When people learn normative systems, they do so based on limited evidence. Many of the possible actions that are available to an agent have never been explicitly permitted or prohibited. But people will often need to figure out whether those unspecified actions are permitted or prohibited. How does a learner resolve this incompleteness? It seems that at least for many people in many contexts, there is an assumption that if an action-type is not expressly forbidden, then acts of that type are permitted.

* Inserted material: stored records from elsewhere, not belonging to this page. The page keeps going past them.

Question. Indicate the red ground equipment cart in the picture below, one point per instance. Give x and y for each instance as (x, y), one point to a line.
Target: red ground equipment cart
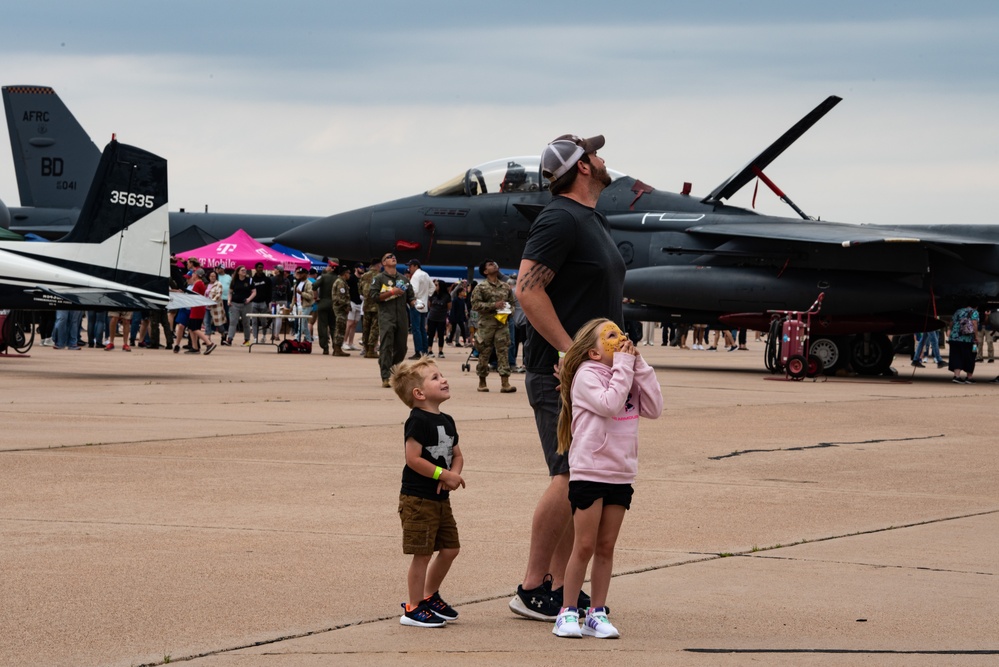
(787, 344)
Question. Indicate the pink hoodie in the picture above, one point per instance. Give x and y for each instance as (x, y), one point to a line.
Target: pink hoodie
(606, 405)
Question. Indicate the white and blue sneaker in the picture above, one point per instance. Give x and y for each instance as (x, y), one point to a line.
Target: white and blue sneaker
(597, 625)
(567, 623)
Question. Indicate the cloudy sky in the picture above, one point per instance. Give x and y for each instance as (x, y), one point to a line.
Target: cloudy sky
(314, 108)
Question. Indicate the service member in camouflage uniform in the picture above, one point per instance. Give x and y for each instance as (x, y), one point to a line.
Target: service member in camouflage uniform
(323, 289)
(369, 322)
(393, 293)
(492, 295)
(341, 306)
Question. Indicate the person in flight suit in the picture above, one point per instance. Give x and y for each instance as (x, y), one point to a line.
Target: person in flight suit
(393, 293)
(490, 299)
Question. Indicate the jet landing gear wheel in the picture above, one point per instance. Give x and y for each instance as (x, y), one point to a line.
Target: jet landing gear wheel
(871, 354)
(797, 367)
(827, 352)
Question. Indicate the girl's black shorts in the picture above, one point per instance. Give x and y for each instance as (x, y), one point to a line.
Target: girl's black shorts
(582, 494)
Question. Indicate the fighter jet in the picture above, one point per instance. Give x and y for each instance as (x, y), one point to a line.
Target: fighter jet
(54, 161)
(697, 260)
(117, 256)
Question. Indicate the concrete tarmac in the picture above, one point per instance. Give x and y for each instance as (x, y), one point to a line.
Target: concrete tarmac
(240, 510)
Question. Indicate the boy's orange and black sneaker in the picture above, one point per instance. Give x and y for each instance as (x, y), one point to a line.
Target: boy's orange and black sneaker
(421, 617)
(440, 608)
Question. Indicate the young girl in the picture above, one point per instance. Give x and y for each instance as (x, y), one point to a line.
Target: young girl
(606, 386)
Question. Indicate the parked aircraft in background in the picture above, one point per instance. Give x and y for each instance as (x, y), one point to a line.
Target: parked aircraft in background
(115, 258)
(55, 159)
(697, 260)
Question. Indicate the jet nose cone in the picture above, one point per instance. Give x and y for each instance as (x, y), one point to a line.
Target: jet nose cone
(344, 235)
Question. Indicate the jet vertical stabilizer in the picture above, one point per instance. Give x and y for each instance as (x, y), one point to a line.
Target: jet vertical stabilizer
(116, 257)
(54, 158)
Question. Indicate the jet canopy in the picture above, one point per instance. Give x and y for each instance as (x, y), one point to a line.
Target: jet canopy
(508, 175)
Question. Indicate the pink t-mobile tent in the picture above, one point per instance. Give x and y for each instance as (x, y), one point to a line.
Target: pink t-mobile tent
(241, 250)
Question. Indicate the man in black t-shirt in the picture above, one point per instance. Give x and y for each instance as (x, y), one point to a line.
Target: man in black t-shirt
(571, 272)
(263, 289)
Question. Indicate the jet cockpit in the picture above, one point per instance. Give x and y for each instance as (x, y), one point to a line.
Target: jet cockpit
(515, 174)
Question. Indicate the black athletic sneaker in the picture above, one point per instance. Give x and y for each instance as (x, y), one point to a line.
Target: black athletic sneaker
(536, 603)
(421, 617)
(583, 602)
(440, 608)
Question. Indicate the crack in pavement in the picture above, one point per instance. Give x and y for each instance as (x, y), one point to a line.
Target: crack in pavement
(821, 445)
(654, 568)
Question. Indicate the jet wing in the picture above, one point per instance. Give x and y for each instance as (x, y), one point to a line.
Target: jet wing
(103, 299)
(187, 300)
(832, 233)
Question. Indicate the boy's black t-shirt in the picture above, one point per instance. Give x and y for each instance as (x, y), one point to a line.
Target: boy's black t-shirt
(438, 436)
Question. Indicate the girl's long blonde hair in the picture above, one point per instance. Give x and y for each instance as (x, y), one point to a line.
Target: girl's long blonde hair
(585, 340)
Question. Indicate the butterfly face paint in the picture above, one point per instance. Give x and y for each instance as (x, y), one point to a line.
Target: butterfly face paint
(611, 337)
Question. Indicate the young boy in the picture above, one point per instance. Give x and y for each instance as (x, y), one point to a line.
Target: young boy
(433, 468)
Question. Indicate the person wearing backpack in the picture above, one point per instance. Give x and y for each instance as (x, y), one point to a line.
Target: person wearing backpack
(963, 344)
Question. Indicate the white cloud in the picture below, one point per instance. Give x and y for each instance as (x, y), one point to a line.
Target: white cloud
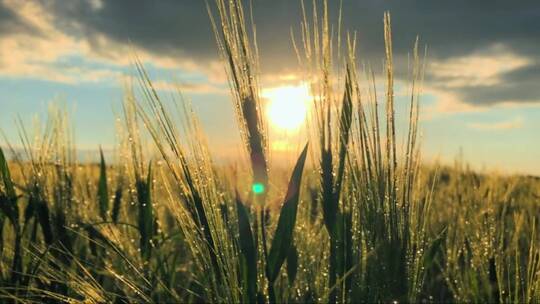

This “closure principle” is one of Liberty. But how might such a principle be acquired? This chapter argues that the statistical technique of pedagogical sampling provides an answer. If one is taught a rule system via a set of prohibitions, this provides reason to think that the set of actions in the domain that are not mentioned in the prohibitions are permitted.
关闭
当人们学习规范系统时,他们是基于有限的证据来学习的。代理人可以采取的许多可能的行动从未得到明确的允许或禁止。但人们通常需要弄清楚这些未指明的行为是允许的还是禁止的。学习者如何解决这种不完整性?似乎至少对很多人来说,在很多情况下,有一个假设,如果一种行为类型没有被明确禁止,那么这种类型的行为是允许的。这种“封闭原则”是自由主义的原则之一。但是怎样才能获得这样的原则呢?本章认为,教学抽样的统计技术提供了一个答案。如果一个人是通过一组禁止来学习规则系统的,那么这就提供了理由来认为禁止中没有提到的领域中的一组操作是允许的。
本文章由计算机程序翻译,如有差异,请以英文原文为准。